Many of the cut projects are in politically stable, non-OPEC nations like Canada.  Typically, the crude oil found within non-OPEC nations takes more time and money to develop than that found in OPEC nations.  This makes the prospect of developing these resources less attractive with present price concerns, but even more difficult to fast track upon an upturn in oil prices.

Good examples are the approximately fifteen Canadian oil sands projects that have been halted.  These projects involve an estimated 1.7 million barrels a day in production, and approximately 150 billion dollars in withdrawn investment.  Oil sands produce a less profitable form of crude oil, so crude oil prices need to be to be at a base range of 55 to 60 dollar a barrel for oil sands projects to maintain profitability.  If current oil prices were to remain stable, oil-sands projects will be able to eke out a profit, but only by a small margin.

A Canadian oil sands project (image: solarnavigator.net)

A Canadian oil sands project (image: solarnavigator.net)
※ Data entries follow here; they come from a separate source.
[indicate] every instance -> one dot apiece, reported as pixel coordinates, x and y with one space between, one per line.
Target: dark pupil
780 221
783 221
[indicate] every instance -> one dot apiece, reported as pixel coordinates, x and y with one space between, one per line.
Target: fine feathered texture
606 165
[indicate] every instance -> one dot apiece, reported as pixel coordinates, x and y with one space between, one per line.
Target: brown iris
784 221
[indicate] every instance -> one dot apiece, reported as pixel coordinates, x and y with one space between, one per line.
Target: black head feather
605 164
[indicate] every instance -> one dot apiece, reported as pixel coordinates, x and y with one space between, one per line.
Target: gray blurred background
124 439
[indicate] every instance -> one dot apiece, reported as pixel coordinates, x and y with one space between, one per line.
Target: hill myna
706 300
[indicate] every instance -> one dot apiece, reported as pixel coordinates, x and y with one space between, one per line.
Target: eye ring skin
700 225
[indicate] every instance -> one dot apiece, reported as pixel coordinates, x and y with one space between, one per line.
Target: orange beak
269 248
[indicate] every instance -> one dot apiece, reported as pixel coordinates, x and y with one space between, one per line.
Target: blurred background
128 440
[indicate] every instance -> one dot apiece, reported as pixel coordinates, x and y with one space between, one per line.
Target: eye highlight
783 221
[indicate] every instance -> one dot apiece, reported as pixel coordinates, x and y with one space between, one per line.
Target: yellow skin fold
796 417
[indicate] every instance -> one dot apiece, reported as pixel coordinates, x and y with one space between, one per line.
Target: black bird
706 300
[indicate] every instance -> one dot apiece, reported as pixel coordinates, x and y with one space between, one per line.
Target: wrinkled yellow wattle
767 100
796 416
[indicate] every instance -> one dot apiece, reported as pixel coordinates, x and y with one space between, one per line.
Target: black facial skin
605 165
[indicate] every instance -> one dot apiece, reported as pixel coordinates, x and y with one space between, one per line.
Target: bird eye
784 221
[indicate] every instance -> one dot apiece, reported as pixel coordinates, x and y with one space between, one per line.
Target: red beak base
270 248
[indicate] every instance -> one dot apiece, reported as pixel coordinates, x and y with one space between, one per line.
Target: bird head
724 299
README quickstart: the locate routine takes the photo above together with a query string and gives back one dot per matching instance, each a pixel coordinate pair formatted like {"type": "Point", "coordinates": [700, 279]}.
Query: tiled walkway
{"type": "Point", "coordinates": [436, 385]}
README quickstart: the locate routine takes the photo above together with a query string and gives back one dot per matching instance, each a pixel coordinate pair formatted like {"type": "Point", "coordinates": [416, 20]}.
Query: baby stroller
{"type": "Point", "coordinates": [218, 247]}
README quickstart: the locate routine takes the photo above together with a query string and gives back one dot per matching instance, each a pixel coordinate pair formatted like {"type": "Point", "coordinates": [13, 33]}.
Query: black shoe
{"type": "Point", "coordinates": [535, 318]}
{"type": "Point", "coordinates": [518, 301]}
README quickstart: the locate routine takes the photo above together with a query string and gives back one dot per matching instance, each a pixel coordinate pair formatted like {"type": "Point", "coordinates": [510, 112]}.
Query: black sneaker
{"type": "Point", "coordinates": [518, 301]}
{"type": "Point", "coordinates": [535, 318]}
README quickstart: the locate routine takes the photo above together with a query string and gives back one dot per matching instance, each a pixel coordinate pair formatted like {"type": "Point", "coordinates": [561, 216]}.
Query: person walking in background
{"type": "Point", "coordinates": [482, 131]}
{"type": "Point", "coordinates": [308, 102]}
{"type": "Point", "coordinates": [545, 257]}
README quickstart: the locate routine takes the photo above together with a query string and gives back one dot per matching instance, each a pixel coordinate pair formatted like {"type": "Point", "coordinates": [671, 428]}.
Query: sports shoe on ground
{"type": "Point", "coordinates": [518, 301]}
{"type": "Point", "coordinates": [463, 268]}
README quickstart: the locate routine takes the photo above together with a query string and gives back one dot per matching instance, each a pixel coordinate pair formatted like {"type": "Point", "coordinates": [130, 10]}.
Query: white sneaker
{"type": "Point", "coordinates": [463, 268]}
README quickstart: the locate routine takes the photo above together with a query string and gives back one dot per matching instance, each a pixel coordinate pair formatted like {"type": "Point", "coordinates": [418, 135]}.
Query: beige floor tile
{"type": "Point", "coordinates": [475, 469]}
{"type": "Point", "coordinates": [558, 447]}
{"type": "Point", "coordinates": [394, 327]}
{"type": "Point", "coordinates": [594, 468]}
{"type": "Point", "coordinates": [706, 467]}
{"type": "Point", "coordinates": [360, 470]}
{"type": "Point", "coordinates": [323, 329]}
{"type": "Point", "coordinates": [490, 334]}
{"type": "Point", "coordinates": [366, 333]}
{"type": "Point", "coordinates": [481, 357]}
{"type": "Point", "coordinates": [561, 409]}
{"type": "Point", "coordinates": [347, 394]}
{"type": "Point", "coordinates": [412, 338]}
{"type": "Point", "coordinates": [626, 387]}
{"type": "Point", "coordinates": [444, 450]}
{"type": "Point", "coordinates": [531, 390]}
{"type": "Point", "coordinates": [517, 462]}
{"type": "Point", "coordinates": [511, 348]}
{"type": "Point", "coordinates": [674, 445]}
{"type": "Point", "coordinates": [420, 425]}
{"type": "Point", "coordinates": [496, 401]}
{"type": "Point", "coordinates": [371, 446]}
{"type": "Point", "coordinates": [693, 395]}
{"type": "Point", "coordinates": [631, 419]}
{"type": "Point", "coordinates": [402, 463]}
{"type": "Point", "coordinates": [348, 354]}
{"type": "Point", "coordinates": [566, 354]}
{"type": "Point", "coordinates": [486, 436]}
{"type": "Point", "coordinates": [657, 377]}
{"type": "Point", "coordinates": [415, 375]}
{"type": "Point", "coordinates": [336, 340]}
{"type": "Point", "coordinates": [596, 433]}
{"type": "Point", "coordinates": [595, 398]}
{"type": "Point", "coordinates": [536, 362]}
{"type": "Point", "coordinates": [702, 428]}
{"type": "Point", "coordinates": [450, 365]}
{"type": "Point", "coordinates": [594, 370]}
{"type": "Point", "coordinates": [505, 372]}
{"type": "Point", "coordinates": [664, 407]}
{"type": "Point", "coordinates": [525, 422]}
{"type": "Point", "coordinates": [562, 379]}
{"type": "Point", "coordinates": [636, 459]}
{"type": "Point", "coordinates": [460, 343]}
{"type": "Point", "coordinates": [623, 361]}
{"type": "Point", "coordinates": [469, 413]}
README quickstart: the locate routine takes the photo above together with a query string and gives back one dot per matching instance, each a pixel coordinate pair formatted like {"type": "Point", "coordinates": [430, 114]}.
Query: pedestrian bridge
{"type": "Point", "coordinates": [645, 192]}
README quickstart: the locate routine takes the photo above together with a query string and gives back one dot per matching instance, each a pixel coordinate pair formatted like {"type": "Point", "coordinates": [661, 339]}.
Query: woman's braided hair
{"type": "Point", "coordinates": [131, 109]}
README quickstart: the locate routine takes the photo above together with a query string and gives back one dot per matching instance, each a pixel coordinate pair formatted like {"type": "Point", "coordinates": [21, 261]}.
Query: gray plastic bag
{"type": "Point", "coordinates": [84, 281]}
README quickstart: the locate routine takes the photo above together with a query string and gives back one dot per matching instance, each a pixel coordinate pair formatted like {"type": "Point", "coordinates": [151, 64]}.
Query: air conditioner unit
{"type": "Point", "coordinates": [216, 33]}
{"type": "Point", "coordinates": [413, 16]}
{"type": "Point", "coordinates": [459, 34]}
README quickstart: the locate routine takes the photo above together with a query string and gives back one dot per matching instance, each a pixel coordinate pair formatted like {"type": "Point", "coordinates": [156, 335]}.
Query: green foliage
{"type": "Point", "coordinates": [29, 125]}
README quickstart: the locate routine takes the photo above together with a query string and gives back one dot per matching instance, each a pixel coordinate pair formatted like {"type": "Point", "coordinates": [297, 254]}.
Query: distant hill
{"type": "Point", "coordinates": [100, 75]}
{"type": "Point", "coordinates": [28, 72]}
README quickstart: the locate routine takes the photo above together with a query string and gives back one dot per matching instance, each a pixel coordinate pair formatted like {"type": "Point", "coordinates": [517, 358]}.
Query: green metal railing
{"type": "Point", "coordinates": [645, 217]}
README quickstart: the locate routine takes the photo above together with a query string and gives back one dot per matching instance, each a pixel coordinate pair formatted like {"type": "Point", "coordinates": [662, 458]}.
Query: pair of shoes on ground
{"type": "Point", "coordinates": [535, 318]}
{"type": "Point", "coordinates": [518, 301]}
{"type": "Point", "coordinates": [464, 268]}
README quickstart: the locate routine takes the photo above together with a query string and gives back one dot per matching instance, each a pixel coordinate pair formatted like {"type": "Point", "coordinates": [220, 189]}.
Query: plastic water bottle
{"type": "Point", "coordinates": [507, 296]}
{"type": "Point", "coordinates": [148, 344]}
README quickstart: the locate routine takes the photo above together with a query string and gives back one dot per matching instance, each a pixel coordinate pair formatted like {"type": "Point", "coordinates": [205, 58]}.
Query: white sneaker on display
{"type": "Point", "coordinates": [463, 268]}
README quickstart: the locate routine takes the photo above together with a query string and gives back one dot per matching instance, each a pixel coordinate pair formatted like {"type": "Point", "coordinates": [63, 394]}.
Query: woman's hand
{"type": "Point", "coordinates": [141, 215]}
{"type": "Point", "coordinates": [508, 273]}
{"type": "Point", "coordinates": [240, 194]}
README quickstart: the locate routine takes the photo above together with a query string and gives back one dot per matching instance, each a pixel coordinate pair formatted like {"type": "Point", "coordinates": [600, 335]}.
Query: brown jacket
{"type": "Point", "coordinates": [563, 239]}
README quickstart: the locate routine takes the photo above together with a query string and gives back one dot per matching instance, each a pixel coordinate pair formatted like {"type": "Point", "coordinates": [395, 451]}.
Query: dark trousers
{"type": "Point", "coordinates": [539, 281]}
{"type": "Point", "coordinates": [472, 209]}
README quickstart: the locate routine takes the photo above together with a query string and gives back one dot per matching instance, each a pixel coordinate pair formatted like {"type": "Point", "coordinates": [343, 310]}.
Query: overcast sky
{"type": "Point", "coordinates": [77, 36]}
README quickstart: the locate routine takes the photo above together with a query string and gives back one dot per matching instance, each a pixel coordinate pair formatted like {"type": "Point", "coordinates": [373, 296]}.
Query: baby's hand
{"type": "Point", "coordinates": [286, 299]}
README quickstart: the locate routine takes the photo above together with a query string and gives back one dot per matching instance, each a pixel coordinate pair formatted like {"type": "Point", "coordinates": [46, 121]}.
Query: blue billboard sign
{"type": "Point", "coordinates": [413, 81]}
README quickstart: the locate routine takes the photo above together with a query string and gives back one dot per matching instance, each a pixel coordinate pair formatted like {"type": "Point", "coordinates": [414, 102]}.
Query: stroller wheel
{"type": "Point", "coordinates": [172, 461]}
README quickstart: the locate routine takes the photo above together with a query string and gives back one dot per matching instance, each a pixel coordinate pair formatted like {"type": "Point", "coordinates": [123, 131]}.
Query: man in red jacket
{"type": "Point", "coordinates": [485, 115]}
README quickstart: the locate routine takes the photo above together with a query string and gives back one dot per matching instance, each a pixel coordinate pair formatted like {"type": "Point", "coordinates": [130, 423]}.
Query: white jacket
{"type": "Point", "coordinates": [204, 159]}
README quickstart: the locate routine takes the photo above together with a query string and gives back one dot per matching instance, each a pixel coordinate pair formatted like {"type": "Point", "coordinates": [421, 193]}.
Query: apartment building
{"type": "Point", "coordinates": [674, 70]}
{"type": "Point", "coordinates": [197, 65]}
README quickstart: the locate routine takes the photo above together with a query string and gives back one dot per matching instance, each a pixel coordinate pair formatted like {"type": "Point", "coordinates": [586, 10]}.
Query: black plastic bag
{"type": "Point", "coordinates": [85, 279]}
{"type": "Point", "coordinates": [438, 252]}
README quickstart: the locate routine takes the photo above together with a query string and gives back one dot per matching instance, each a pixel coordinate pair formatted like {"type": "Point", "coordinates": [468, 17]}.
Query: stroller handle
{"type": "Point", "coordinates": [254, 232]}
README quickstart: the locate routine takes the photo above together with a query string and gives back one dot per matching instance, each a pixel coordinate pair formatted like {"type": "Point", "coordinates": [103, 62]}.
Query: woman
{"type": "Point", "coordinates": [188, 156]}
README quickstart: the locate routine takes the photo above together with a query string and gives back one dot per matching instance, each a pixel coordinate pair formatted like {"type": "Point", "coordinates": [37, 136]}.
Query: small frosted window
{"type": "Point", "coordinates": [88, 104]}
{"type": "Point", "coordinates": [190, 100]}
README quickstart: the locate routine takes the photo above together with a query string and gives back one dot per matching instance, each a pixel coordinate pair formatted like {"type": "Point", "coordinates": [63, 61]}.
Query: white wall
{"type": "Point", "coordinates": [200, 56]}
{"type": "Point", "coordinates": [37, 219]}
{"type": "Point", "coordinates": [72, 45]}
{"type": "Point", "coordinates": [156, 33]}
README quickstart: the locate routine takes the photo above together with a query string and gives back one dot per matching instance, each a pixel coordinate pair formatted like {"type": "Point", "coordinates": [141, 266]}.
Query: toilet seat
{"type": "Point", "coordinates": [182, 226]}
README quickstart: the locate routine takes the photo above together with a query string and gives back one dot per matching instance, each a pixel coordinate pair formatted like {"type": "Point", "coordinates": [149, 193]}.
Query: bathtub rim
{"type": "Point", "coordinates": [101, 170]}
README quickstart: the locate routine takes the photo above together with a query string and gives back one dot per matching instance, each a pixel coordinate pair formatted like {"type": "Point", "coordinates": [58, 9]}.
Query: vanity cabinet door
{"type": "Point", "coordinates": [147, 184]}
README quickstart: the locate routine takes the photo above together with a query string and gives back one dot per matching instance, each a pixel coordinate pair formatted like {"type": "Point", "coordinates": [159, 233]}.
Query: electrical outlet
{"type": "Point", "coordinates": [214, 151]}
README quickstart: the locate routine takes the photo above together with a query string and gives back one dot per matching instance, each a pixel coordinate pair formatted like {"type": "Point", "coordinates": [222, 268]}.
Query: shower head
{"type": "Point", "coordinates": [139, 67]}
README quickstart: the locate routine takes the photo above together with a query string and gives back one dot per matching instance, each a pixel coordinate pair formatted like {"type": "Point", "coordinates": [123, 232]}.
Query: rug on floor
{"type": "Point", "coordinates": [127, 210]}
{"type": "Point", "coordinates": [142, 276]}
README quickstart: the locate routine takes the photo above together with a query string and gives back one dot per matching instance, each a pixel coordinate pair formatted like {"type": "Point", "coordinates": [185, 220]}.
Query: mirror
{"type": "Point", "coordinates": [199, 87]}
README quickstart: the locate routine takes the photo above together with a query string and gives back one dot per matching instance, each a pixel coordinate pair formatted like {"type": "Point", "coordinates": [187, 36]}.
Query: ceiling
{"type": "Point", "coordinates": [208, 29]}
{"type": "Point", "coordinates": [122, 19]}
Though projects like these looked like a strong investment last year when oil was trading above the $100-a-barrel mark, they look less attractive under current market conditions.  However, analysts point to two factors that may soon lead to an oil rebound.  Alluded to above is the fact that much of the world’s easy-to-tap oil has already been discovered.  Further, emerging markets like China are raising their energy consumption at a rapid rate, creating a potential strain on future oil production.  Easing these pressures on oil production are the energy-efficiency measures that have been advanced by several governments in the developed world.  The question remains: When will the economy, and in turn demand for oil, recover?

Faith Birol, head economist at the IEA (image: daylife.com)

Faith Birol, head economist at the IEA (image: daylife.com)

Though oil is currently abundant due to weak global consumption, the beginning of an economic turnaround could mark a new upsurge in oil prices.  According to IEA chief Economist Fatih Birol, “come around 2012 the impact of this big recession on oil investment and capacity, if current trends continue, could be severe with much higher oil prices.”

Due in part to data from its member countries, the IEA is considered one of the most reliable energy statisticians in the industry.